Top 10 MIT Hacks

1. 1992: In an elaborate escapade called Cathedral of Our Lady of the All-Night Tool, Lobby 7 was converted into a pagan basilica, complete with pews, altar, confessional, and tablets of hexadecimally numbered commandments ("Thou shalt not divide by zero," "Thou shalt not exceed the speed of light"). In MIT-speak, a tool is a study-aholic. […]

1. 1992: In an elaborate escapade called Cathedral of Our Lady of the All-Night Tool, Lobby 7 was converted into a pagan basilica, complete with pews, altar, confessional, and tablets of hexadecimally numbered commandments ("Thou shalt not divide by zero," "Thou shalt not exceed the speed of light"). In MIT-speak, a tool is a study-aholic.

2. 1994: A look-alike of a campus police car was hauled atop the Great Dome. The cruiser was outfitted with a mannequin, a box of half-eaten doughnuts, and a parking ticket that read no permit for this location.

3. 1995: Three giant Scrubbing Bubbles were affixed to the exterior walls of the MIT Media Lab, known for its tiled look.

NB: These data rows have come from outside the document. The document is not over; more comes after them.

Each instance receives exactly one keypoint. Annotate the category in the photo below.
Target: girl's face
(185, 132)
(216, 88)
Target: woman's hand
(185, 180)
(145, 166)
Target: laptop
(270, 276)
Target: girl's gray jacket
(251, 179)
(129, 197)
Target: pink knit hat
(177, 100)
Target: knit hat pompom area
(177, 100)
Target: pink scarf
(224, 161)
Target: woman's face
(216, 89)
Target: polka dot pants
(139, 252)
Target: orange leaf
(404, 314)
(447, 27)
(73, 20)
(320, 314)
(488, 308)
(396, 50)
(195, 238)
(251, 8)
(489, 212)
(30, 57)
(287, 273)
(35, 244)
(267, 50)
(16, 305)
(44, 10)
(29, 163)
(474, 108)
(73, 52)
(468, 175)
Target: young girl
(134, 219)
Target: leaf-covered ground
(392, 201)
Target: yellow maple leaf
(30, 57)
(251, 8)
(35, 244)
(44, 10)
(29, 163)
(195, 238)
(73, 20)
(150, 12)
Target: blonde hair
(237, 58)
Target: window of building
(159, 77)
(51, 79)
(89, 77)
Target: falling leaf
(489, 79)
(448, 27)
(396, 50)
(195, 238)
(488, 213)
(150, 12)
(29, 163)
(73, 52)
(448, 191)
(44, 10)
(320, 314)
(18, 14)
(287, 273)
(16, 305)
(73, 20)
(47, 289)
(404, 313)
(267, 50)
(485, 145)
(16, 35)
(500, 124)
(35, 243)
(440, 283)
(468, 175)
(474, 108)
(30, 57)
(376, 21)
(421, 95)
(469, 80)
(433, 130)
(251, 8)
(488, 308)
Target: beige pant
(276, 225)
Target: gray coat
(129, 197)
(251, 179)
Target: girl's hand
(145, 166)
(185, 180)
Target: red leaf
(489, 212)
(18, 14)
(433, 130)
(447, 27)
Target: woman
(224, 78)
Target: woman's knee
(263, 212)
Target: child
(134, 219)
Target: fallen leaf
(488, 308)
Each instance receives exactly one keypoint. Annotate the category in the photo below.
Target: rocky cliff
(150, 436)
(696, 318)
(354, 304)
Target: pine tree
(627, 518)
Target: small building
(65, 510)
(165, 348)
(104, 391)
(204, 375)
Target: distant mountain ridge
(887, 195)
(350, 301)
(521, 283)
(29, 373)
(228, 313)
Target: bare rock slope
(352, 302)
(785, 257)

4. 1958: Freshman Oliver Smoot's body was used to measure the length of the nearby Harvard Bridge. Total distance: 364.4 Smoots plus 1 ear.

5. 1972: The Bruno, "a unit of volume equal to the size of the dent in the asphalt resulting from the six-story free fall of an upright piano," was first calculated. It measures 1,158 cubic centimeters. (The piano, traveling at 43 mph on impact, released 45,000 foot-pounds of energy.)

6. 1982: A 6-foot weather balloon was inflated by remote control at the 46 yard line during the second quarter of a Harvard-Yale game.

7. 1982: At that same game, students handed out placards to 1,134 Harvard fans, who were told they would form the message beat yale when flashed en masse. The spectators discovered (too late) that they spelled out M-I-T.

8. 1998: On April Fool's Day, MIT's homepage was rebuilt to announce that the Walt Disney Company had purchased the institute for $6.9 billion.

9. 2000: Student Center elevators were turned into "cybervators." Each floor selection prompted a summary of what might be found on that floor and sometimes a sarcastic remark like, "There's a basement? Who knew?"

10. 1962: On Halloween, the Great Dome was turned into the Great Pumpkin.